Building on the impact of its screening programme in the London area for serious genetic conditions prevalent among Ashkenazi Jews, Jnetics has opened an office in Manchester.
“It was obvious to us that if there are large Ashkenazi Jewish populations elsewhere in the UK, we need to provide them access to education and screening,” explained Aviva Lewis, the programme development officer at the Manchester service, which will also cover Leeds and Liverpool.
“At the moment, my work is focused on promoting the virtual clinic [for anyone requiring information and testing]. We want to make sure everyone knows about the clinic and how to access it.
“I will also be co-ordinating the delivery of our sixth-form education and screening programme GENEius at King David High School in March.
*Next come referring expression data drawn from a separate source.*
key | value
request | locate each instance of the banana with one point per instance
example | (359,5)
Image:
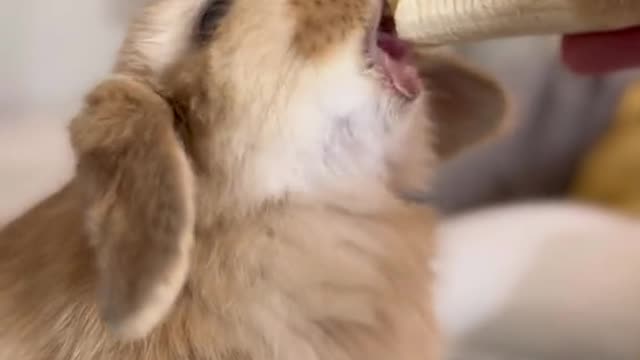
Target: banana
(438,22)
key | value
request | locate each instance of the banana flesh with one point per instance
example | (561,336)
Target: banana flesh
(438,22)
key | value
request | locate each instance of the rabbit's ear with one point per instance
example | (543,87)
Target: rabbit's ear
(139,188)
(465,105)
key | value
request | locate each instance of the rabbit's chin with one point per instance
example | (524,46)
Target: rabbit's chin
(390,57)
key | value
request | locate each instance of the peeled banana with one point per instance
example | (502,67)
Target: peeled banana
(438,22)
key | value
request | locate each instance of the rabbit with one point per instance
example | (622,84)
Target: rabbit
(239,192)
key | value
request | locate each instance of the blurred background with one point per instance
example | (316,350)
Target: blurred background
(519,280)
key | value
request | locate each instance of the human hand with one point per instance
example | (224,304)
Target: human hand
(602,52)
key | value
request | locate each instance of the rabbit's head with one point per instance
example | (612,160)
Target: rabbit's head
(220,108)
(283,95)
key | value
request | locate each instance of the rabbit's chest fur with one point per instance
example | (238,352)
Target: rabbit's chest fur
(283,286)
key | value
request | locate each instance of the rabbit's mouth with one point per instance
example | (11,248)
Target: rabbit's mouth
(391,56)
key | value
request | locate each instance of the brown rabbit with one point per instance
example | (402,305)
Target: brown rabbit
(239,193)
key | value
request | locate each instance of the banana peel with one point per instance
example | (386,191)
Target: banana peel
(610,173)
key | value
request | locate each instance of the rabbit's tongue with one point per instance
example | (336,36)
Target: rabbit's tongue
(397,67)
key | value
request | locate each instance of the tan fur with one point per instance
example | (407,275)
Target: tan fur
(238,199)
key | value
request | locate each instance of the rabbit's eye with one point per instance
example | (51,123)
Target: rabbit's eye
(209,19)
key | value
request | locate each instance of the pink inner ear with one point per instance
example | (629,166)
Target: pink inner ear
(602,52)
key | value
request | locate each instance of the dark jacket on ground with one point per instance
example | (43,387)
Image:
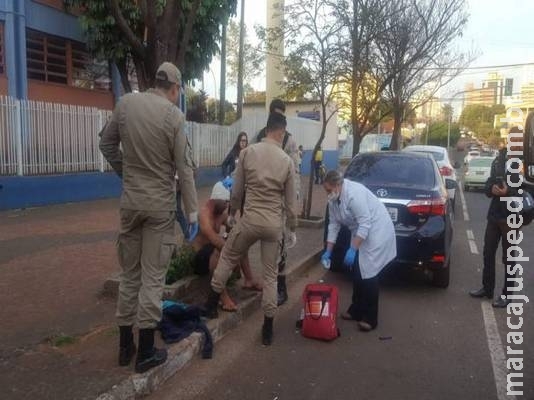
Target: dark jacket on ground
(179,321)
(498,209)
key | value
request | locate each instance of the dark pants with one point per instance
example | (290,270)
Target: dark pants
(364,305)
(180,217)
(495,232)
(318,177)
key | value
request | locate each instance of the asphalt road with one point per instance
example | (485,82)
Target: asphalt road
(435,344)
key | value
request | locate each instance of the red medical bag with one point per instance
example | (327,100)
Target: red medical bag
(320,311)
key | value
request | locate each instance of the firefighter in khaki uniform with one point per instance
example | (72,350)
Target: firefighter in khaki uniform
(150,129)
(268,174)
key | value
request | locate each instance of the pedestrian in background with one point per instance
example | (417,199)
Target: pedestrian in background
(496,226)
(145,144)
(268,174)
(318,163)
(290,147)
(300,155)
(180,216)
(372,246)
(232,158)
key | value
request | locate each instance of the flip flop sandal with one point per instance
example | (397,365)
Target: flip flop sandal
(253,288)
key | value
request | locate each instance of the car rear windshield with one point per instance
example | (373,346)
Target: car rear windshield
(481,162)
(438,156)
(392,170)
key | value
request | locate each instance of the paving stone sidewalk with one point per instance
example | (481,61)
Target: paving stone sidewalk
(53,264)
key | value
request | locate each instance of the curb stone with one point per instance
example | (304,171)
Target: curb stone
(179,354)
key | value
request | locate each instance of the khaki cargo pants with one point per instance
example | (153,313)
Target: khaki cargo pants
(145,245)
(242,236)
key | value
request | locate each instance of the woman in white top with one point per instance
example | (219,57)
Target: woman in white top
(373,244)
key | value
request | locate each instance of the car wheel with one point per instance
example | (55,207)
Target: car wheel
(441,277)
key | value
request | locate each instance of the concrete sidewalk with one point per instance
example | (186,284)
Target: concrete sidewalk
(53,264)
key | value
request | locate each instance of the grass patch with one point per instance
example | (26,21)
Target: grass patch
(62,340)
(181,265)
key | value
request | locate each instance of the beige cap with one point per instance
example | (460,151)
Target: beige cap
(219,192)
(169,72)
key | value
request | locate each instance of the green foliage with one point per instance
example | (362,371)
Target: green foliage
(213,110)
(480,118)
(107,41)
(181,265)
(62,340)
(196,105)
(438,134)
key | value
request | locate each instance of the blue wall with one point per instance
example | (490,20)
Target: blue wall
(330,160)
(34,191)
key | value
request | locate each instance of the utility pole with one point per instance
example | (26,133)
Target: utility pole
(240,62)
(222,95)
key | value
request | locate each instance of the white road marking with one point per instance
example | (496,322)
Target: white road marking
(498,359)
(473,247)
(464,205)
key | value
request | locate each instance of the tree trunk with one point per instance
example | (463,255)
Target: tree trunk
(397,132)
(355,77)
(222,96)
(312,169)
(239,112)
(356,142)
(122,67)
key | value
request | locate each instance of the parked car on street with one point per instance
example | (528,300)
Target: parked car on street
(477,172)
(415,195)
(472,154)
(446,168)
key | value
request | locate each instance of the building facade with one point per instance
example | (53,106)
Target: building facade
(43,57)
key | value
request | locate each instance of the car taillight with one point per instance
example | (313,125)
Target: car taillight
(428,207)
(445,171)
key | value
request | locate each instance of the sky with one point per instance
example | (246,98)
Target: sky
(499,32)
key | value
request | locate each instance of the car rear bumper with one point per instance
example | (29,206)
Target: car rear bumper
(427,248)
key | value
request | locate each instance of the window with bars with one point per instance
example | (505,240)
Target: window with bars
(46,57)
(58,60)
(2,52)
(87,72)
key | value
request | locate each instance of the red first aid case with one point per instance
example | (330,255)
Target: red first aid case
(320,311)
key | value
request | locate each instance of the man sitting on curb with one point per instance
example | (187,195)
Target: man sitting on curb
(209,242)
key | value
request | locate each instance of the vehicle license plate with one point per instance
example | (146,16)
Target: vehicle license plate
(393,213)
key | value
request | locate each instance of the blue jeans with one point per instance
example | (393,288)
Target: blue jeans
(180,217)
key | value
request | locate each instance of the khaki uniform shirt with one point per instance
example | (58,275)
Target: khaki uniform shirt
(153,148)
(269,176)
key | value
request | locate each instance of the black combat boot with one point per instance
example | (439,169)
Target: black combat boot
(126,345)
(148,356)
(267,331)
(210,307)
(282,290)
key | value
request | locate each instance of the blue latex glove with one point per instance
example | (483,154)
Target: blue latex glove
(192,231)
(350,257)
(325,259)
(228,182)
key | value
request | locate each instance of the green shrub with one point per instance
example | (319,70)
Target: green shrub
(181,265)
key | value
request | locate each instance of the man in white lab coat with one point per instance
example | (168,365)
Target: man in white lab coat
(372,247)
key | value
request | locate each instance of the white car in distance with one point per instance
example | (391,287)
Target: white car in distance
(472,154)
(446,168)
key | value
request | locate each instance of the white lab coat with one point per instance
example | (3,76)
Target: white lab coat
(365,216)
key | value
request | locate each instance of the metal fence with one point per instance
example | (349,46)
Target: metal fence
(40,138)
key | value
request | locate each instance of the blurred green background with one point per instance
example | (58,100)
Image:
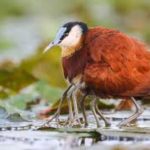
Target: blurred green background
(27,26)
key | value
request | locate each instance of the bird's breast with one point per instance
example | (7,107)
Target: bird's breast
(74,65)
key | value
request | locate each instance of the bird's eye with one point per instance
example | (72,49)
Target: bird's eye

“First, we give an interactive educational session to all students about Jewish genetic disorders, with particular focus on the severe recessive disorders and the importance of carrier screening in their prevention. We encourage the students to discuss the option of screening with their parents before registration for the screening, which will take place a week later at the school.”
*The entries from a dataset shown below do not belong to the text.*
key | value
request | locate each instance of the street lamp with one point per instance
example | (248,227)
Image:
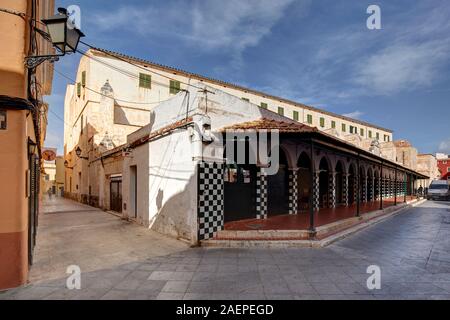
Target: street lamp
(62,36)
(66,164)
(78,153)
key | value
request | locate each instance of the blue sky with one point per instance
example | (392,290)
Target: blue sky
(315,52)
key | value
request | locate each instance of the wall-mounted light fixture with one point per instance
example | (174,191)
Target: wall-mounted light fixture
(66,164)
(78,153)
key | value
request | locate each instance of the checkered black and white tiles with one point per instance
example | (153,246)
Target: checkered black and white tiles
(210,199)
(293,191)
(261,195)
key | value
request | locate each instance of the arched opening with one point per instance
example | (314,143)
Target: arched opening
(370,185)
(239,187)
(324,181)
(278,189)
(377,185)
(351,184)
(339,183)
(362,184)
(304,181)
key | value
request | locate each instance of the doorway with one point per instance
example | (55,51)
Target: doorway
(278,189)
(116,194)
(133,190)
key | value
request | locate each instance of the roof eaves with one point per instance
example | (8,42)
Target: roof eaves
(238,87)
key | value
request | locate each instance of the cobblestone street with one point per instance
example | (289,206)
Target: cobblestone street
(121,260)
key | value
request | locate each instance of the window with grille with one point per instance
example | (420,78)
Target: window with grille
(175,86)
(145,81)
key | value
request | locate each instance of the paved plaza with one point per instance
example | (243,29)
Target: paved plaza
(121,260)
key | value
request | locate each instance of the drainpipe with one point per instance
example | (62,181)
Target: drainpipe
(381,186)
(405,183)
(358,195)
(395,186)
(312,228)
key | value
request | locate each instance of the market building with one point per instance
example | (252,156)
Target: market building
(180,179)
(112,96)
(139,137)
(427,164)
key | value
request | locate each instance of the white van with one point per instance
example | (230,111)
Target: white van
(439,190)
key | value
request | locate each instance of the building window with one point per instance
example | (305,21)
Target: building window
(145,81)
(175,86)
(322,122)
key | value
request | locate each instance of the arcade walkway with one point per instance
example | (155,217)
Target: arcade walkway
(301,220)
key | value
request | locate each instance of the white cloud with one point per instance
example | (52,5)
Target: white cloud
(444,146)
(402,67)
(354,115)
(54,140)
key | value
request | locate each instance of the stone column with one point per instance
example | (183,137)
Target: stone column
(372,187)
(261,194)
(364,190)
(316,191)
(332,190)
(345,189)
(293,191)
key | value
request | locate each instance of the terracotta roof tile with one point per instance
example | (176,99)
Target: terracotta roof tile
(270,124)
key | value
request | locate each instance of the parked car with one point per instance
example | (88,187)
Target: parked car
(439,190)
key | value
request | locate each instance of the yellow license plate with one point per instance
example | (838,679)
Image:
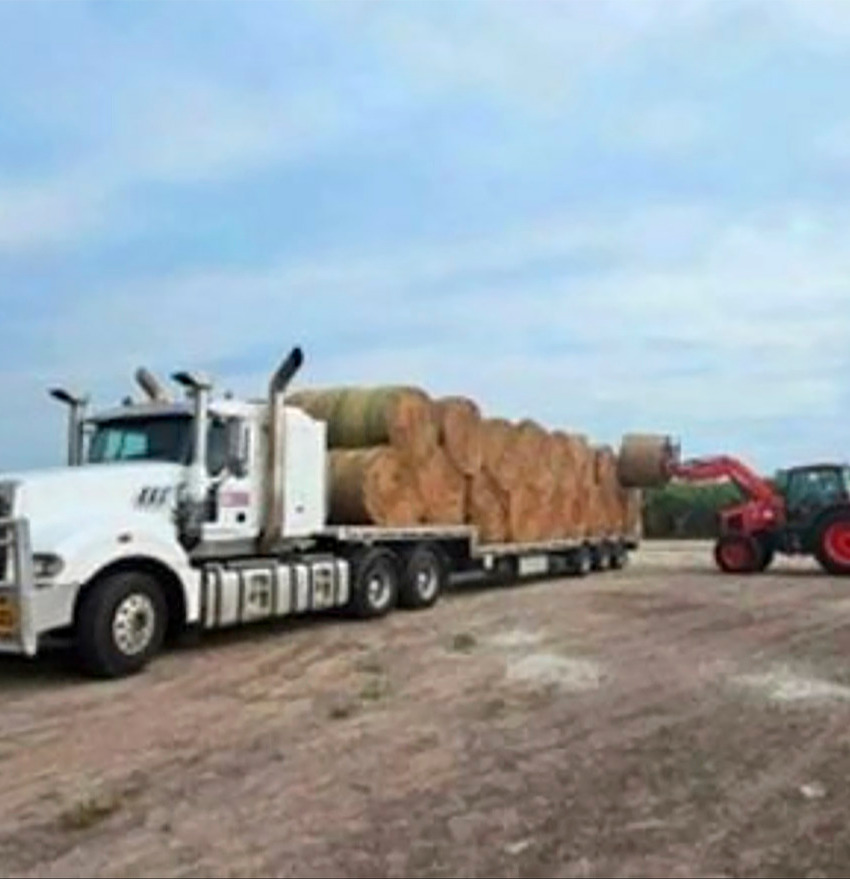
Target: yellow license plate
(8,616)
Ms Lewis added that among those with Ashkenazi ancestry, one-in-five "is a carrier of at least one of the disorders we screen for.
“All communities have equal need for carrier screening and there needs to be equality in availability and accessibility.”
Participants provide a saliva sample which is sent off to the NHS genetics lab at Liverpool Women’s Hospital.
Testing for pupils is free. Adults can arrange a test at a subsidised cost of £190.
Results of the test are conveyed by email in around two months - or in three weeks or under in the case of a pregnant woman. Counselling is available for those found to be carriers.